What Is The Best Way To Minimise Capital Gains Tax Liability?

Q: I am a dual-national Australian citizen living and working in the UK.

I was born in the UK, am Australian by descent and recently returned to the UK after nine years and nine months living in Sydney. 

I sold my principal place of residence in Sydney to purchase a new principal place of residence in the UK; however, I retain two investment properties in NSW, which were purchased in 2010 and 2011.

When I dispose of my principal place of residence, I intend to be ‘living’ in Australia for more than 183 days; however, my principal place of residence will still be in the UK.

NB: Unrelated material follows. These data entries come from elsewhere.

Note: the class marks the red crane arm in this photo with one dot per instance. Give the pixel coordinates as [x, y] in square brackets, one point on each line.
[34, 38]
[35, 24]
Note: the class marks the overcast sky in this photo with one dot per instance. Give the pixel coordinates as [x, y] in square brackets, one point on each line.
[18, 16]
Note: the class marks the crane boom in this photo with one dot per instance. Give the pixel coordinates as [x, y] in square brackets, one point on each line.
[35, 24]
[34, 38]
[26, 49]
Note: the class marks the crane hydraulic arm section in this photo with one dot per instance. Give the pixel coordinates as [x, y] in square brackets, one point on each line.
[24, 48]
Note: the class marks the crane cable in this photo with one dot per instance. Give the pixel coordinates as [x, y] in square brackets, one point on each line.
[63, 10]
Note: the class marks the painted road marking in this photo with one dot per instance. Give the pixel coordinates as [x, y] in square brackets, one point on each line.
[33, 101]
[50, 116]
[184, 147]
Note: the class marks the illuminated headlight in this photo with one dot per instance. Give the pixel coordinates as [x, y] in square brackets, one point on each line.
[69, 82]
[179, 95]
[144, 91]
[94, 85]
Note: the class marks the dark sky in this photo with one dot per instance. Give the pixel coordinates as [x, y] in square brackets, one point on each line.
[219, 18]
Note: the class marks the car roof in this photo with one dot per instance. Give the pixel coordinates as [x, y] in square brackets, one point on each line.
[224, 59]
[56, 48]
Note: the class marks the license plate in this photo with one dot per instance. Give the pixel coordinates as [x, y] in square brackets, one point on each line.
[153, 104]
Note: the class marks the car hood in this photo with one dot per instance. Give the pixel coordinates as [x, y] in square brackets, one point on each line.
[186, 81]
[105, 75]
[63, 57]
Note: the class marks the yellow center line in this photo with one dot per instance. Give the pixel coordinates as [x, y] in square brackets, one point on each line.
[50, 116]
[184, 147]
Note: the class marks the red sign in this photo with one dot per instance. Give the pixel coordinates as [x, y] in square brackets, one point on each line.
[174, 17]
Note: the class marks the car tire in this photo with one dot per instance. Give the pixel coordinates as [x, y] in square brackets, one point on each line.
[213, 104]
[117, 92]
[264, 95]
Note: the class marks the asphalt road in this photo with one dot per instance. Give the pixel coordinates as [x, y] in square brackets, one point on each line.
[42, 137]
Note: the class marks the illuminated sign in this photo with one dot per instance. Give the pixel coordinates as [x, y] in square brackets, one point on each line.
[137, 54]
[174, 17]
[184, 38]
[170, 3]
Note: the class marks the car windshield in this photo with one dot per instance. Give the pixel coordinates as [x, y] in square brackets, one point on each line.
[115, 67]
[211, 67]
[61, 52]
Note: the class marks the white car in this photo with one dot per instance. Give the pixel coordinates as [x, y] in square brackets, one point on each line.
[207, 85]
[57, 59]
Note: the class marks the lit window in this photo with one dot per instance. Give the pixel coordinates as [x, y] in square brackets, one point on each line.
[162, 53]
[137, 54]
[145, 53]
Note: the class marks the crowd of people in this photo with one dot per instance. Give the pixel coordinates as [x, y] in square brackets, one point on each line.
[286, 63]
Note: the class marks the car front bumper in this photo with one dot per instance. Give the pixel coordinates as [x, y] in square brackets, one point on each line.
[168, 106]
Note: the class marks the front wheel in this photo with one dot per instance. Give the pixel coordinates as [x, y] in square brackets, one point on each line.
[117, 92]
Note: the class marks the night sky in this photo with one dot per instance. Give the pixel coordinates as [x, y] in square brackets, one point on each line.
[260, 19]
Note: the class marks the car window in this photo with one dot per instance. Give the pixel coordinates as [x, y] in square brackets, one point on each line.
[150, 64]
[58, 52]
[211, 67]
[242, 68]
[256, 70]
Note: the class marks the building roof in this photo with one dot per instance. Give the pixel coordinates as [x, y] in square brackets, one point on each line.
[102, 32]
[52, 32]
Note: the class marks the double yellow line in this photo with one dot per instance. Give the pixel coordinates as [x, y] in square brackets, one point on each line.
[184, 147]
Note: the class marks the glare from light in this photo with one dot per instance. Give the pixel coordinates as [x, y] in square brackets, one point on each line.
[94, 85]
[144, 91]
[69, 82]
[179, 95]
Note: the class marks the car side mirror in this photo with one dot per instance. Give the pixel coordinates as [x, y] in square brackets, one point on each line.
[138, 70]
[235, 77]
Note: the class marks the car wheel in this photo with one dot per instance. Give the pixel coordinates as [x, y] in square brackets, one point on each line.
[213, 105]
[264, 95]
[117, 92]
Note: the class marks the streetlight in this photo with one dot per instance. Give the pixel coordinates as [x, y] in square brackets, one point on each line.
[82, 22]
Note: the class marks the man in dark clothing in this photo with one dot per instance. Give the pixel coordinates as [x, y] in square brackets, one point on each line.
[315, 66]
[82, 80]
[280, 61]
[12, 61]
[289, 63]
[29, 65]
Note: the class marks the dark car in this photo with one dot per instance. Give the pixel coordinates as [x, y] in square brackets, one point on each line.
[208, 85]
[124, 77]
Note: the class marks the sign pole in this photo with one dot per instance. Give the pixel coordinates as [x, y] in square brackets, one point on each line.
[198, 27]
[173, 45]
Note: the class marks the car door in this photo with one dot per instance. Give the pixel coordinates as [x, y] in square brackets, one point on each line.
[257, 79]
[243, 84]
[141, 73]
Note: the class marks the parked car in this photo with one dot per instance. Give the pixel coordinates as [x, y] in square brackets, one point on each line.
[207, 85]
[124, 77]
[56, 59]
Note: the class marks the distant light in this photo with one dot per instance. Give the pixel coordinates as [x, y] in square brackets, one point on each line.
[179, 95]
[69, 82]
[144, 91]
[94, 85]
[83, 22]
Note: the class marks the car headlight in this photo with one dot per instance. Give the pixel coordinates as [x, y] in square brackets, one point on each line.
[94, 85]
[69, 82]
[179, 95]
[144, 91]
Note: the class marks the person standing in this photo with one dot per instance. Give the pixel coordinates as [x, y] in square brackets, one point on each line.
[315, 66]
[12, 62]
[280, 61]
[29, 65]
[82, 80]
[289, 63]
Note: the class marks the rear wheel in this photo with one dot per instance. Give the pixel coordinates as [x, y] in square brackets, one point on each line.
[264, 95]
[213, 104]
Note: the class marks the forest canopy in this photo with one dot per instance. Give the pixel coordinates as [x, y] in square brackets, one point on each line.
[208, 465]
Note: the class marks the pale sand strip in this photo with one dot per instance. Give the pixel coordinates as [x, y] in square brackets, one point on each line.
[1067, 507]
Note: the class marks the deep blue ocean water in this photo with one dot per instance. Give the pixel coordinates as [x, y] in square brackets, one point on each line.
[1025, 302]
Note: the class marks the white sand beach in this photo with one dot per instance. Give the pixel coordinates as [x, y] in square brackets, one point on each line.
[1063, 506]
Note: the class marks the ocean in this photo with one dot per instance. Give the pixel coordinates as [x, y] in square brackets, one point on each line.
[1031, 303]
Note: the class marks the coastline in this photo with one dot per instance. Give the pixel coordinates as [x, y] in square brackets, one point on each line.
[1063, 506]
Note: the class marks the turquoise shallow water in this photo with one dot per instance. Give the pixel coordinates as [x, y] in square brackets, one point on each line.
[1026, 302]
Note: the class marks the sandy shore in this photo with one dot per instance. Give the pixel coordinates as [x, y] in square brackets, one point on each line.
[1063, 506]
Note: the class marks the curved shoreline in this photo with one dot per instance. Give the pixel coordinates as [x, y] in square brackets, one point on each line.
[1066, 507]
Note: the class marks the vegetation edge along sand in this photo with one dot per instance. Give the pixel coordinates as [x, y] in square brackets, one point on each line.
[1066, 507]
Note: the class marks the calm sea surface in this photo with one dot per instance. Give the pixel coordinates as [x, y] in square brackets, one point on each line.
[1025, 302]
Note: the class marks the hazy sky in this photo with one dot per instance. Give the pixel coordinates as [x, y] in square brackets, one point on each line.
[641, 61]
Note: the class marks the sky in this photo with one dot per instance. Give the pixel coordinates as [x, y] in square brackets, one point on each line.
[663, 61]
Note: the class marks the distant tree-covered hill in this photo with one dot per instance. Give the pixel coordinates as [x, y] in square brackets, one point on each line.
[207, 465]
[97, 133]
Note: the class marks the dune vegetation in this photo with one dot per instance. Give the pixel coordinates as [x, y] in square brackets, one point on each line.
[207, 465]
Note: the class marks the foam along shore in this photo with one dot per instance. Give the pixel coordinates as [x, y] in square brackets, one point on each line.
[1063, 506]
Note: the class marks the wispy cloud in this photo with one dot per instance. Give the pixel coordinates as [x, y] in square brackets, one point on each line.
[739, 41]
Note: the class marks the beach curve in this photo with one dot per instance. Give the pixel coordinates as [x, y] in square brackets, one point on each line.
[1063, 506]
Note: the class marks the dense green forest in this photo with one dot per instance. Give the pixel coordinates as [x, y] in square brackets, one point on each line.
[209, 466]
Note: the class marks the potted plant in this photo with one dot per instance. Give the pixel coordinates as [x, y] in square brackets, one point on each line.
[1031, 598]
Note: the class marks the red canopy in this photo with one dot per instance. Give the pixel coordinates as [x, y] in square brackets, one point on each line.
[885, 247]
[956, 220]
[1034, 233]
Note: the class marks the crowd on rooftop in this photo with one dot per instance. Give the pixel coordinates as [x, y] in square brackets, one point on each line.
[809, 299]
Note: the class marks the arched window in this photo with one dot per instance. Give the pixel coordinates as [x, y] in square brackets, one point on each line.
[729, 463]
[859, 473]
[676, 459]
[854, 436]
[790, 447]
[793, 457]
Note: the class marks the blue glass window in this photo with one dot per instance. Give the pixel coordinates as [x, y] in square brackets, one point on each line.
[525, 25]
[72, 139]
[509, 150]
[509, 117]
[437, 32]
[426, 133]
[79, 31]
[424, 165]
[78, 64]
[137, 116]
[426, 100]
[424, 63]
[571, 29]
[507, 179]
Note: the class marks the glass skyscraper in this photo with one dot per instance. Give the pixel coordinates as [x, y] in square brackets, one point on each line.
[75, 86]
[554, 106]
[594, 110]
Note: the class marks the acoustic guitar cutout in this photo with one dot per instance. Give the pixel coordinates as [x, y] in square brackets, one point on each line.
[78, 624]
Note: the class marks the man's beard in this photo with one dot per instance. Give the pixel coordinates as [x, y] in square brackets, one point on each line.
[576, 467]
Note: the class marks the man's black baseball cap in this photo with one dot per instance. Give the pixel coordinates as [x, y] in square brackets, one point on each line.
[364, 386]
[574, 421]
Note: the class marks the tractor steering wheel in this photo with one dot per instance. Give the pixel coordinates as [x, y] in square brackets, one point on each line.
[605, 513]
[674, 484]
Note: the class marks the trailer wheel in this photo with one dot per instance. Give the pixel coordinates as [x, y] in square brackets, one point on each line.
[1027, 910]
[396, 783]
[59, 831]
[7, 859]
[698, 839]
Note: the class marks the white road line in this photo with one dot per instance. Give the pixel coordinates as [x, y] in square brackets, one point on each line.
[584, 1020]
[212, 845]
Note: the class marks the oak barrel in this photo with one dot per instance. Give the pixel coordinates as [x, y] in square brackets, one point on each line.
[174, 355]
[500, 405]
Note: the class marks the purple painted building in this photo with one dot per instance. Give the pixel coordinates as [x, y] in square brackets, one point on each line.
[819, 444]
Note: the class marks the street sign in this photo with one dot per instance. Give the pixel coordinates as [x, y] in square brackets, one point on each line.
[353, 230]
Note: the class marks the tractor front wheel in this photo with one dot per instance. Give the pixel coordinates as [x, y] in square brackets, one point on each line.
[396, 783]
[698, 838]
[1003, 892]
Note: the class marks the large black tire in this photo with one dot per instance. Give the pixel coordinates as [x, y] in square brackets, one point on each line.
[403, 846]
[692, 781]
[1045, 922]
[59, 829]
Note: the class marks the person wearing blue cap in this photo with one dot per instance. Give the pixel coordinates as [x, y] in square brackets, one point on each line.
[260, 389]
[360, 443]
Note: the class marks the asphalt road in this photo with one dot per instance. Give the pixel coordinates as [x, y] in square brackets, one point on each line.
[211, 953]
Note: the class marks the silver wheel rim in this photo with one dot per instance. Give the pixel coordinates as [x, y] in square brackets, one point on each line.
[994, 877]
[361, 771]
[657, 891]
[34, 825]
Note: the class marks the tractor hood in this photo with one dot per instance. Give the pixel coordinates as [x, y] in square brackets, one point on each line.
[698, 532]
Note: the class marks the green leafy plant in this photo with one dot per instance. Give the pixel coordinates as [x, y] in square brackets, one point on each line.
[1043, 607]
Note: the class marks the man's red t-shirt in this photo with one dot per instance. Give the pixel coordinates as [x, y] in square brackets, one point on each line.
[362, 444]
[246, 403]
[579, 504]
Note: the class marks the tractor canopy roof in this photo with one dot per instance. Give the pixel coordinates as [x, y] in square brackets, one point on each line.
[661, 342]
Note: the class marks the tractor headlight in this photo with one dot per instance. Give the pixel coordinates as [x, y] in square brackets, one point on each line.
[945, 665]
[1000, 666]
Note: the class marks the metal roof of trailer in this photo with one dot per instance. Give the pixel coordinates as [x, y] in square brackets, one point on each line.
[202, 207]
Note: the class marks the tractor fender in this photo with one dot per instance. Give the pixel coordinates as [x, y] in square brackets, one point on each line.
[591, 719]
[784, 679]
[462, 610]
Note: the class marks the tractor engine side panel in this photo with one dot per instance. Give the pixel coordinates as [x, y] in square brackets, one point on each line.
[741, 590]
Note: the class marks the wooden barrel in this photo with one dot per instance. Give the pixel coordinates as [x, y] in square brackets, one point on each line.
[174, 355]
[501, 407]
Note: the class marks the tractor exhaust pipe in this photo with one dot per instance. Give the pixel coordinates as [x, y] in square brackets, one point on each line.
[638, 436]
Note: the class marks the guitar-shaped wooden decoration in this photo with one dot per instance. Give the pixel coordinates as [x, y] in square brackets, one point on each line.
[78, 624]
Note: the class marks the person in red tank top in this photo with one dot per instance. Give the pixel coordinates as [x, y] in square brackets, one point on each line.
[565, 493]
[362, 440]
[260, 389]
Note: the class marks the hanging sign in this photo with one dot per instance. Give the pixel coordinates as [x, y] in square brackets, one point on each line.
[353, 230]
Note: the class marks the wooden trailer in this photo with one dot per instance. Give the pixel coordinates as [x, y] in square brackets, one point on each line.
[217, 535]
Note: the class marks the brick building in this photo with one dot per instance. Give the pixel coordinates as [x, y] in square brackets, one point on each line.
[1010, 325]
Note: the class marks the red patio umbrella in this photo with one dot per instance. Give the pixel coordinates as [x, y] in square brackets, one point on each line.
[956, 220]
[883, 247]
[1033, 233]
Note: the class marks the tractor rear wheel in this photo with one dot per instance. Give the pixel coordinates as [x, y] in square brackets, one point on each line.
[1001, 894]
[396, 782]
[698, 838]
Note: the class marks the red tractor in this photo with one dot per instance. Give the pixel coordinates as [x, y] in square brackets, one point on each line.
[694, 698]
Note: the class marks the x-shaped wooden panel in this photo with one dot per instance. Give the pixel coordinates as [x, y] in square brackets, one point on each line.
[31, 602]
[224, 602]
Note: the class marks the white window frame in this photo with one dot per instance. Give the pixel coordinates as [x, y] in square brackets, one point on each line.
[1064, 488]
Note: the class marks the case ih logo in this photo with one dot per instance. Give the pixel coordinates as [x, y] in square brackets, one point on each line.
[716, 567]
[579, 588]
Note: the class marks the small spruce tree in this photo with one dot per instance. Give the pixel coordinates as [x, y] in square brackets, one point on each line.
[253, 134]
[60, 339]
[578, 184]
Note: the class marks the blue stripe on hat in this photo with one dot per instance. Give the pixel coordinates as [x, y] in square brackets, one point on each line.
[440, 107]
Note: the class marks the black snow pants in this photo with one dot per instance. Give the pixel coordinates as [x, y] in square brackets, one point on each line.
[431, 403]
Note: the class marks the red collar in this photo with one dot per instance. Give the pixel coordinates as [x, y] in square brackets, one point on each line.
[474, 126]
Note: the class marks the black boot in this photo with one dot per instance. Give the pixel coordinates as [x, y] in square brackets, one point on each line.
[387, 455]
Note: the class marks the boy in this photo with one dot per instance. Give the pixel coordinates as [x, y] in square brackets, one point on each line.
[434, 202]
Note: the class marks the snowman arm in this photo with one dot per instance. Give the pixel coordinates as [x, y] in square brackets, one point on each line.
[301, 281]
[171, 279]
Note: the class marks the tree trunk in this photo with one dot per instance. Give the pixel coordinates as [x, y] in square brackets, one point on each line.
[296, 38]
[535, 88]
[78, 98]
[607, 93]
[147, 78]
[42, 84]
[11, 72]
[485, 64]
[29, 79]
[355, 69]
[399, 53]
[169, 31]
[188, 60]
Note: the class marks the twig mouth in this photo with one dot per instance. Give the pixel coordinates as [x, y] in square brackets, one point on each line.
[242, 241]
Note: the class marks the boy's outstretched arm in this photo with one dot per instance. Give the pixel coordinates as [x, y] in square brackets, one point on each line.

In this situation, what is the best way to minimise capital gains tax liability?

Regards, Richard

ANSWER:

Need to know

  • There are special capital gains tax rules for foreign residents.
  • An overseas property can be treated as your main residence.
  • The main residence exemption can only be claimed for one property at a time.

First, as an Australian tax resident, you pay tax on your worldwide income, with a credit for any overseas tax paid if there is a double taxation treaty between Australia and the country in question.

In your scenario, there are two issues to be addressed.

The first relates to the sale of the Australian home and the second to the sale of the UK home.

In Australia, there are special capital gains tax rules you need to know if you’re a foreign resident.

These rules will impact you when you sell residential property in Australia.

As you have not been advised of the dates for the sale of the Australian home, you need to be aware that a capital gain on the Australian home may be taxed.